It’s not much fun when you go from feeling the Bern to feeling the burn. Burns hurt!
I have supported Bernie Sanders’ campaign with actual money and some non-monetary contributions. I voted for him on Super Tuesday. I like his ideas and I liked that he truly energized people and Democrats who were not very engaged in the political process.
Radical change is not easy but as eight years of an Obama administration it’s also true that incremental change is not easy either. These days real change can happen but only when you have a supermajority in Congress and your party controls the White House. In Obama’s case it lasted just two years, but even Obamacare (on which Obama stayed largely detached) was a patchwork compromise, with centrist Democrats pulling a public option out and barely holding together long enough to pass the darn thing. With Hillary Clinton tacitly acknowledging she will have to compromise with Republicans to get things done, her incremental approach is a hard sell. There is no sign that a Republican congress will be anymore cooperative with her than they were with Obama.

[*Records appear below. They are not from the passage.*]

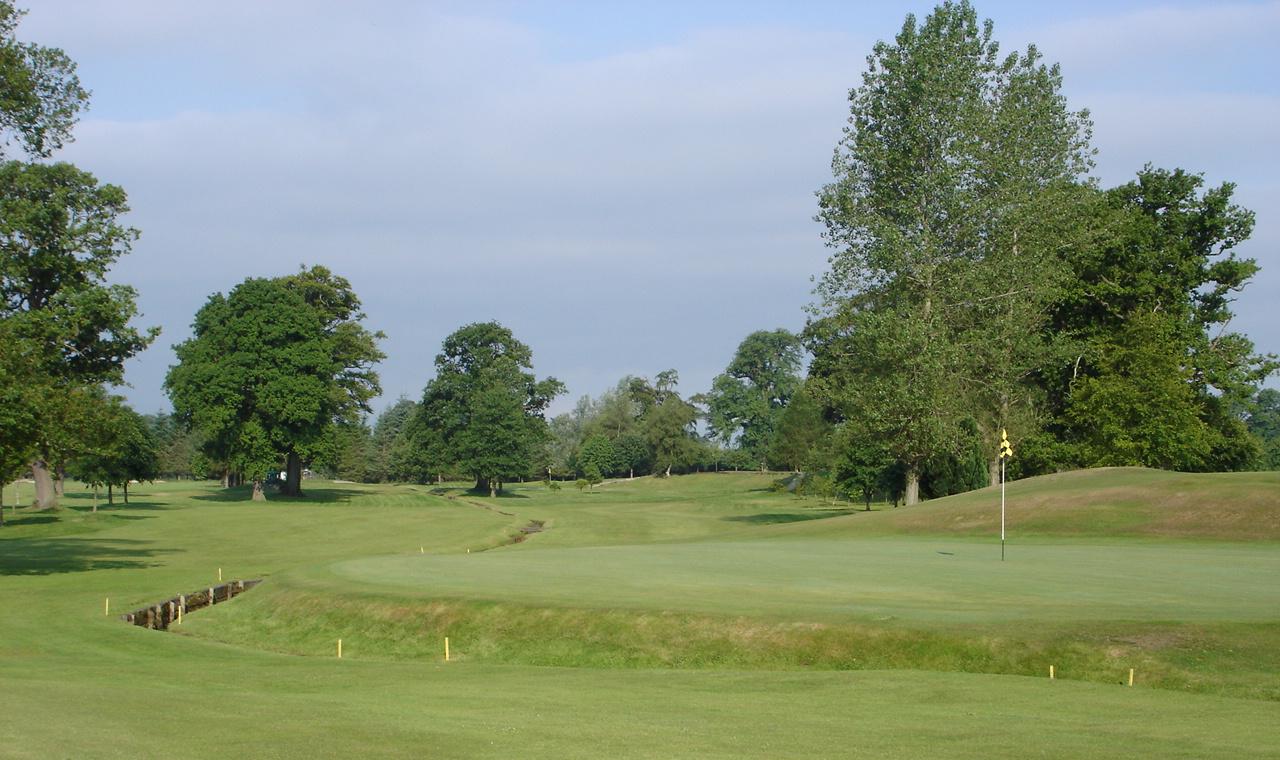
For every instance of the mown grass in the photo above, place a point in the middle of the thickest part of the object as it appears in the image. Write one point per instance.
(718, 669)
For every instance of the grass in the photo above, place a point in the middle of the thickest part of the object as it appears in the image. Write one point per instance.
(694, 617)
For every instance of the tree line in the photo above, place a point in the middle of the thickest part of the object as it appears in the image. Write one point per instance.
(979, 282)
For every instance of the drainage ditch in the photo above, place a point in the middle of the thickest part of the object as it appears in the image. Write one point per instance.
(161, 614)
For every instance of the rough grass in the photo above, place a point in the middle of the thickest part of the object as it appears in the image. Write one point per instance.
(732, 676)
(1123, 502)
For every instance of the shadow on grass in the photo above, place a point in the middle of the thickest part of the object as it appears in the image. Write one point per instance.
(318, 495)
(46, 557)
(782, 517)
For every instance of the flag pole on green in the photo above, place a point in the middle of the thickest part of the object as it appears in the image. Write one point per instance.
(1005, 453)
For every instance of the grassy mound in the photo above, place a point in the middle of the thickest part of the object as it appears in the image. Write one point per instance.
(1101, 503)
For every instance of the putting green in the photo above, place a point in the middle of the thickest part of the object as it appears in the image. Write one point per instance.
(917, 580)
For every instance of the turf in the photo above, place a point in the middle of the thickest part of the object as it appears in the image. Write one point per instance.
(718, 559)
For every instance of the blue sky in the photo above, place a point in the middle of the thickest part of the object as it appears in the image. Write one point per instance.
(629, 187)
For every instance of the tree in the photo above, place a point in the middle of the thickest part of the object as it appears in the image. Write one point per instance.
(632, 453)
(668, 425)
(40, 94)
(1141, 407)
(748, 399)
(598, 454)
(389, 454)
(862, 463)
(483, 411)
(256, 376)
(353, 351)
(122, 449)
(1150, 307)
(64, 326)
(800, 431)
(946, 146)
(1264, 421)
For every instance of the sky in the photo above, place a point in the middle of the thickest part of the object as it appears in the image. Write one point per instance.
(627, 187)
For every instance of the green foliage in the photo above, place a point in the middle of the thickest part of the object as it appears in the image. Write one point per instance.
(255, 378)
(800, 433)
(668, 426)
(947, 160)
(748, 399)
(41, 96)
(598, 456)
(483, 411)
(862, 463)
(1264, 422)
(1160, 378)
(392, 449)
(118, 448)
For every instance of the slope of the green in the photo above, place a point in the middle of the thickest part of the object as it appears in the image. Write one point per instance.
(722, 663)
(1095, 503)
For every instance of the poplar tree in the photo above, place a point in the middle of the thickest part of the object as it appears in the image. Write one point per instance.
(941, 259)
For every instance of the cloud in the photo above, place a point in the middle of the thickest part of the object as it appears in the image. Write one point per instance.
(622, 213)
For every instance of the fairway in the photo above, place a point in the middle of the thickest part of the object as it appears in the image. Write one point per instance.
(694, 617)
(920, 580)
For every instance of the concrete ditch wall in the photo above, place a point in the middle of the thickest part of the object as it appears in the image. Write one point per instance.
(161, 614)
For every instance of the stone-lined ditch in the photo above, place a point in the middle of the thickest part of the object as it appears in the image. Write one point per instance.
(161, 614)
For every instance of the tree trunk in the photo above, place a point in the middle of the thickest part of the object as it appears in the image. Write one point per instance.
(913, 486)
(46, 498)
(292, 475)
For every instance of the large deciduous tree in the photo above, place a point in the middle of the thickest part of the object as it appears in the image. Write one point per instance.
(353, 351)
(256, 376)
(746, 401)
(483, 413)
(1159, 375)
(936, 218)
(40, 94)
(65, 328)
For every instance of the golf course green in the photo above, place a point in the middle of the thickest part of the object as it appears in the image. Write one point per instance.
(702, 616)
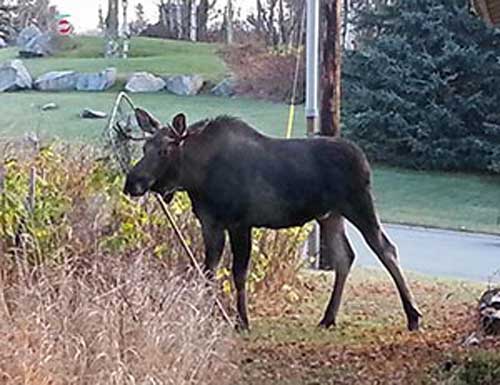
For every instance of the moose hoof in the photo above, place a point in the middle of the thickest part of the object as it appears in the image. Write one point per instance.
(325, 324)
(414, 322)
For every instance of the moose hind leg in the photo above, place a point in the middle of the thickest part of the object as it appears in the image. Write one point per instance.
(336, 247)
(214, 240)
(362, 215)
(241, 248)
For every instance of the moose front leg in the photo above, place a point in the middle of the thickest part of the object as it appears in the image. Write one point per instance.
(241, 238)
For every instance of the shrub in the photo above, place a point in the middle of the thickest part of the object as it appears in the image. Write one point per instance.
(80, 211)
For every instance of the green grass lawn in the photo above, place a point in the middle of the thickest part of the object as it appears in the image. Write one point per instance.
(450, 200)
(457, 201)
(162, 57)
(369, 345)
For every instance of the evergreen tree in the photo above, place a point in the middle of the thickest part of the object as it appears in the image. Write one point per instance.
(423, 89)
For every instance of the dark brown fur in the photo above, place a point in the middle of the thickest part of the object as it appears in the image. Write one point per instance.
(238, 178)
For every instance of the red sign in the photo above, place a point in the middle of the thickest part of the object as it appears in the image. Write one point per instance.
(64, 27)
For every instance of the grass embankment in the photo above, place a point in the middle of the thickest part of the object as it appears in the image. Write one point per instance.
(162, 57)
(450, 200)
(455, 201)
(370, 344)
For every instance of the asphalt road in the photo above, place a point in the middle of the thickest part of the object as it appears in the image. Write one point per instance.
(442, 253)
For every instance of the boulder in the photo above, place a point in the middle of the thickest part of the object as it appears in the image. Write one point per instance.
(33, 43)
(89, 113)
(489, 311)
(49, 106)
(14, 76)
(224, 88)
(57, 81)
(184, 85)
(144, 82)
(100, 81)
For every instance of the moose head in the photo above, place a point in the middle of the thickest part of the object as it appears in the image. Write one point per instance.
(159, 168)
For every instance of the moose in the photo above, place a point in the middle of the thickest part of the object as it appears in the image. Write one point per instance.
(238, 178)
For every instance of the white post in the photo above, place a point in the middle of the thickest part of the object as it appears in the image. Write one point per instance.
(194, 20)
(229, 21)
(125, 30)
(312, 81)
(180, 24)
(312, 100)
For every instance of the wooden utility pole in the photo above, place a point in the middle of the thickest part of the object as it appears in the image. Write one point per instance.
(330, 114)
(331, 74)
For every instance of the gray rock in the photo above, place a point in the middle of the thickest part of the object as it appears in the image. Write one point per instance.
(33, 43)
(144, 82)
(88, 113)
(184, 85)
(49, 107)
(224, 88)
(489, 311)
(100, 81)
(14, 76)
(57, 81)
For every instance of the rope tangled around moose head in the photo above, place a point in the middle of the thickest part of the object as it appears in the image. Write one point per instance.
(124, 148)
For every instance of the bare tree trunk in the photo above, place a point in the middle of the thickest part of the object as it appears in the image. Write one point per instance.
(259, 17)
(345, 23)
(330, 103)
(281, 23)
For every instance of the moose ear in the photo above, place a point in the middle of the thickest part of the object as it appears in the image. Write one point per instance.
(179, 124)
(147, 122)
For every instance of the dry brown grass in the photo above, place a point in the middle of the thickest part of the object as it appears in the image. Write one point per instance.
(96, 289)
(109, 320)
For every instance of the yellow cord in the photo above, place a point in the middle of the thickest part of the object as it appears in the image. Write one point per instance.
(291, 119)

Not surprisingly I bet on Sanders but Sanders too is a politician and has an ego. And it’s clear he won’t quite let go of the fact that he won’t win the party’s nomination. And his supporters are fighting – literally – for their candidate. Perhaps you saw online the ruckus at the Nevada Democratic Party Convention where his supporters shouted down opponents and threatened to send chairs hurling at those controlling the meeting. Bear in mind that Hillary Clinton won Nevada, not just its congressional districts but in actual vote tallies. She was entitled to a majority of the delegates. Were Nevada Democratic Party officials a bit tone deaf to the Sanders people? Perhaps. Still, the passion of Sanders supporters crossed a line at the convention. It was disturbing. Naturally I expected the principled Bernie Sanders to call his supporters to task, which he did weakly while complaining their cause was just and that his leadership team had nothing to do with the matter.
This was a souring moment for me. Bernie has been about principles and waging a good fight, but apparently when push literally came to shove, actual fighting is more important than principles. The sorts of actions he and his team are taking are worrisome to say the least. They are trying to convince super-delegates supporting Clinton to support Sanders instead. They have the right to do so, but gently. Supporters though are feeling the Bern by expressing anger and using a combination of harassment and bullying to twist arms, something only Donald Trump could admire. Doing so violates the principles Sanders was campaigning on: democratic socialism; it has to be done democratically. If you come to a convention with fewer pledged delegate than your opponent (Clinton) you can’t credibly make the case that you represent a majority of the Democratic Party. It makes no sense. And Sanders will almost certainly end up in the minority, since he needs more than two thirds of the remaining pledged delegates to win that majority, in spite of a narrow loss in Kentucky and a clear win in Oregon Tuesday night.
What Bernie has accomplished is amazing, but not quite enough. It’s an unpleasant fact, but that’s how it is. More disturbing is how his supporters can’t seem to accept reality and move on. I have a friend who refuses to vote for Hillary if Bernie doesn’t get the nomination. What a stupid and counterproductive thing to do!
I speak from experience because I too once felt not quite the Bern, but the Anderson: John B. Anderson, an independent that ran against Ronald Reagan and Jimmy Carter in 1980. Like Sanders, Anderson was right on the issues. Voting for him though was like shooting myself in the foot: I took votes away from Jimmy Carter that put Reagan in for two terms and all the wreckage that followed.
So when the 2000 election came around I was wiser and voted for Al Gore instead. Gore won a majority of votes cast, but lost to George W. Bush in Florida, at least according to some based on trying to read the intent of voters who used punch card ballots. Of course that case went all the way to the U.S. Supreme Court, which ultimately decided it. But it was the good super-liberals voting for Green Party candidate Ralph Nader that really tipped the scales in Florida. As a result Bush won and we got embroiled in a pointless war in Iraq, which has morphed into all sorts of conflicts, including the creation of the Islamic State. All because some people that normally vote Democratic would not. They went with their hearts, not their heads.
Clearly our system of electing presidents is poor. If I had my way we’d have a parliamentary form of government, not the mess we have now with party primaries and caucuses and an electoral college. But we have to work with the system we got, which means that in most elections we voters must put pragmatism over principle. The 2008 election was something of an aberration because we didn’t have to do that. In 2016, we need to go back to the old model.
To every Sanders supporter out there I say simply this: if you don’t vote for Hillary Clinton, refrain from voting or worst of all vote for Donald Trump to spite Hillary Clinton, you are making a catastrophically bad mistake, similar to but actually much worse than the one I made in 1980. Trust me, Trump is much worse than Reagan ever was. Don’t be stupid. It may not be natural, but take your enthusiasm and use it to get Hillary Clinton elected instead. She’s hardly the evil person you think she is. It’s also absolutely critical. Trump cannot and must not be president of the United States and if it happens by narrow margins you will have only yourselves to blame.